The changes in structural organization of actin in the sea urchin egg cortex in response to hydrostatic pressure.

Abstract

Hydrostatic pressure was used to study the structural organization of actin in the sea urchin egg cortex and the role of cortical actin in early development. Pressurization of A. punctulata eggs to 600 .psi. at the 1st cleavage division caused the regression of the cleavage furrow and the disappearance of actin filament bundles from the microvilli. Within 30 s to 1 min of decompression these bundles reformed and furrowing resumed. Pressurization of dividing eggs to 7500 .psi. caused the regression of the cleavage furrow and the complete loss of microvilli from the egg surface.

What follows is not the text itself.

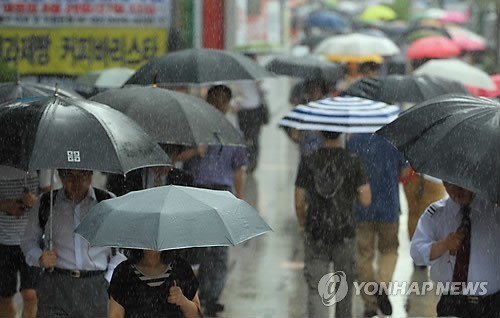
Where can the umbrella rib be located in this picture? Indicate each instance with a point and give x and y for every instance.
(217, 210)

Following release from this higher pressure, the eggs underwent extensive, uncoordinated surface contractions, but failed to cleave. The eggs gradually regained their spherical shape and cleaved directly into 4 cells at the 2nd cleavage division. Microvilli reformed on the egg surface over a period of time corresponding to that required for the recovery of normal egg shape and stability. During the initial stages of their regrowth the microvilli contained a network of actin filaments that began to trnasform into bundles when the microvilli had reached .apprx. 2/3 of their final length. Moderate levels of hydrostatic pressure cause the reversible disruption of cortical actin organization. This network of actin may stabilize the egg surface and partcipate in the formation of the contractile ring during cytokinesis. Actin filament bundles are not required for the regrowth of microvilli after their removal by pressurization. Preliminary experiments demonstrate that F-actin is not depolymerized in vitro by pressures up to 10,000 .psi. and suggest that pressure may act indirectly in vivo, either by changing the intracellular ionic environment or by altering the interaction of actin binding proteins with actin.